ISO Document Schema Definition Language (DSDL)
Rick Jelliffe, Topologi, 2002-04-06
ISO DSDL, ISO/IEC 19757, is a proposed ISO standard to bring choice and power to users of XML and SGML in validation and schema-based post-processing.
The steady innovation of the last few years in XML has resulted in a group of technologies from several different sources which each provide powerful and useful contributions. But without a common framework, the pieces of the puzzle cannot be combined into a satisfactory whole.
CONTRIBUTING TECHNOLOGIES
ISO DSDL is made from several parts:
- A framework for supporting different schema modules, perhaps
influenced by RELAX Namespaces (details only in Japanese, as yet), XPipe,
XML
Pipeline Definition Language, and my Connect.
I suppose that Namespaces
in XML would be referenced as part of the framework. Note that
already some major software is being designed along lines which will
help DSDL implementation: notably the Apache Xerces
Xerces Native Interface which is a framework for communicating
a "streaming" document information set and constructing generic
parser configurations.
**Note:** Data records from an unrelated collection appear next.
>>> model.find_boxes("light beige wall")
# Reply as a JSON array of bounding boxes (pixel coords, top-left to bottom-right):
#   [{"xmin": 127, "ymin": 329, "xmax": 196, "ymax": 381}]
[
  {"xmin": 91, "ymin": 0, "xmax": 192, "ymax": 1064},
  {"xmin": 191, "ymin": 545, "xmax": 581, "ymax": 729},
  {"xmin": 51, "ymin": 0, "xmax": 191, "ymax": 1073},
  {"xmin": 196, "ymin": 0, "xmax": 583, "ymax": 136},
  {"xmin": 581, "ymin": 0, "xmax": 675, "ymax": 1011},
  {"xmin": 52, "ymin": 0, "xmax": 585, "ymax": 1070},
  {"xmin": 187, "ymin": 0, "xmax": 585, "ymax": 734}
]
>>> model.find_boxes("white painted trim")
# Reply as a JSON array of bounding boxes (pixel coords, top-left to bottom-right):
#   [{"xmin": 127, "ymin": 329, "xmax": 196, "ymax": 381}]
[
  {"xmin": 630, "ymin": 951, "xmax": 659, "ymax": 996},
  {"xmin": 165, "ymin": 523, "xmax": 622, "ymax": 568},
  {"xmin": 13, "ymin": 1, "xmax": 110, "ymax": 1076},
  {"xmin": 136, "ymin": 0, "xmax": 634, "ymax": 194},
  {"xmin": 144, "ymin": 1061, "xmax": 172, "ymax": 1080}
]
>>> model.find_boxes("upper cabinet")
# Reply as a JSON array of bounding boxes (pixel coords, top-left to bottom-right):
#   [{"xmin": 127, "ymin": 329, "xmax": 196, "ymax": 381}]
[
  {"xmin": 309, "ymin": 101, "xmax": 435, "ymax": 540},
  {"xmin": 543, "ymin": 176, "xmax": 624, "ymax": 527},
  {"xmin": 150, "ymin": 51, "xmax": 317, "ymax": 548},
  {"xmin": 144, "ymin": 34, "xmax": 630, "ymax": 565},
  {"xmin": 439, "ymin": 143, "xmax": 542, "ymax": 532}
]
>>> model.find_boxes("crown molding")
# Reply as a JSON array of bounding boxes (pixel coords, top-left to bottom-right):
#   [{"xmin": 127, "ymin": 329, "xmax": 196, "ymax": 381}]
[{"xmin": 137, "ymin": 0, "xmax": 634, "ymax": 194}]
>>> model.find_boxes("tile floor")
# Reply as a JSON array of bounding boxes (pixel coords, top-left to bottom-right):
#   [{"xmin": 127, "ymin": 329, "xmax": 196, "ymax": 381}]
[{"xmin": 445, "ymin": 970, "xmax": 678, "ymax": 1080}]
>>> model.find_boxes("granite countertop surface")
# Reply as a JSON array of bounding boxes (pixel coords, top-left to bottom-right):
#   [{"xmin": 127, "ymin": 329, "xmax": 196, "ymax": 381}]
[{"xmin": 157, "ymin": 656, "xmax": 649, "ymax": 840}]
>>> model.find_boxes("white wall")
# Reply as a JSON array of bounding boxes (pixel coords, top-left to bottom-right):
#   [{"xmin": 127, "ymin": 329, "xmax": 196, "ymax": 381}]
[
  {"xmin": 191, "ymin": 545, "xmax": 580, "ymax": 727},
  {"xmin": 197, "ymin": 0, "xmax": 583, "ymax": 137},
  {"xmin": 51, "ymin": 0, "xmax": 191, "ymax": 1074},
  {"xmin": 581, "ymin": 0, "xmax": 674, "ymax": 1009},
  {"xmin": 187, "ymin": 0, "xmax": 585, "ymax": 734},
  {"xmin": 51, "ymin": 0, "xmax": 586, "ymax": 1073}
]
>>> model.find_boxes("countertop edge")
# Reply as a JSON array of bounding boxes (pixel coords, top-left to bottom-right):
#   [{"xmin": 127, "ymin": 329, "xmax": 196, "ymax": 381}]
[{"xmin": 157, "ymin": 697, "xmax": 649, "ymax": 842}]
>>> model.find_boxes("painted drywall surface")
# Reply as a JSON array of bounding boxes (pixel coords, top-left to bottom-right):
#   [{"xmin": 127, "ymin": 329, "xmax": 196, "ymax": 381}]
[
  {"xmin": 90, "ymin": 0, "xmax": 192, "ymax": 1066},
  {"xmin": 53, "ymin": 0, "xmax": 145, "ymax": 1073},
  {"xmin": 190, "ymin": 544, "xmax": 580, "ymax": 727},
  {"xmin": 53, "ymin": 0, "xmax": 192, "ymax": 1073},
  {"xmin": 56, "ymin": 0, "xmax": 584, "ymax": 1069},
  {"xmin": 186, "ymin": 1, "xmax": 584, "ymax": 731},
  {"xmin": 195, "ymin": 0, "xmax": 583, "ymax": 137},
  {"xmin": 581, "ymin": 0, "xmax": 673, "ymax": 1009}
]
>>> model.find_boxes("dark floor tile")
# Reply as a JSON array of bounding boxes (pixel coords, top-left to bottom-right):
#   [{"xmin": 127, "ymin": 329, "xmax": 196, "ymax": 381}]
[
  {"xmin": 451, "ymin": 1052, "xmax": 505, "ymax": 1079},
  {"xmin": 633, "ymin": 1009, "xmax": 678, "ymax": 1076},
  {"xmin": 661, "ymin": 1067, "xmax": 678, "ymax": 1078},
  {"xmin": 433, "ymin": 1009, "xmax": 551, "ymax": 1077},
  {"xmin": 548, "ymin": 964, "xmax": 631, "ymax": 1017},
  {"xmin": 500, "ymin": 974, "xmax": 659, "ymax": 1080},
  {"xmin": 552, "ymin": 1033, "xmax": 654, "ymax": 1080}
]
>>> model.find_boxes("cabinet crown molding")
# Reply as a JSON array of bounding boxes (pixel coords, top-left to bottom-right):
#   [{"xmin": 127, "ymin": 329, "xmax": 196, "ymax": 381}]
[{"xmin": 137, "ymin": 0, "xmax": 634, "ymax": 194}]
It is quite likely that there will be some discussions
at W3C on this question: for their family of technologies the framework
question arises because of issues such as "should validation occur
before or after XInclude inclusion?" which, unanswered, leave potential
users in the air.
- Namespace-aware processing with DTD syntax, for a discussion
of which see these XML-DEV thread
s
and CL-XML's
approach;
- RELAX NG
(called Grammar-oriented schema languages);
- Schematron
(called Path-based integrity constraints);
- W3C
XML Schemas Datatypes (called Primitive data type semantics);
- W3C
XML Schemas Structures (called Object-oriented schema languages)
- Information item manipulation, which would presumably provide as modules many of the features of SGML and SGML Extended Facilities unbundled; the details have not emerged yet, but candidate features to reconstruct could include attribute defaulting and SGML's LINK (perhaps using NIST's ATTS), architectural forms (perhaps based on Dave Megginson's XAF, NIST's APEX and John Cowan's AFNG proposal), entity inclusions (perhaps based on W3C XBase, XLink and XInclude), a SHORT REFERENCE-like facility (perhaps something like Regular Fragmentations) and entity and other declarations (perhaps something like Topologi's Named Information Item Declaration Language).
Presumably, the technologies that are already completed (RELAX NG, Schematron, XML Schemas) could be ISO Standardized very quickly. The other parts would involve more community interaction and discussion, and so take longer.
There are some potentially important use-cases which may have to wait. XML Schemas Key and Uniqueness constraints are limited; better constraints can be expressed in my Schematron but not with the same declarative usefulness; progress on this would probably be deferred until a W3C or OASIS technology comes to the fore. Similarly, Schematron's phases mechanism is very useful and powerful in reconstructing DTD's conditional marked sections; but it is probably ahead of its time in public perception, so I would not expect it to make standards-makers' 80/20 point (it will still be available in Schematron however.)
Merely factoring out functionality from DTDs is not "layering". Layering happens when all the functions have real specifications and the order of their application can be specified or defaulted. Layering certainly does not happen by either factoring out existing functionality to be taken care of by potential specifications (= vapor-layers) or by treating processing order as irrelevant.
WHAT IS WRONG WITH XML SCHEMAS?
Well, sometimes...nothing! XML Schemas started with the aim of being a universal schema language. However, in the absence of a modular architecture, there are simply too many domains-of-use of XML for any single language to be universal.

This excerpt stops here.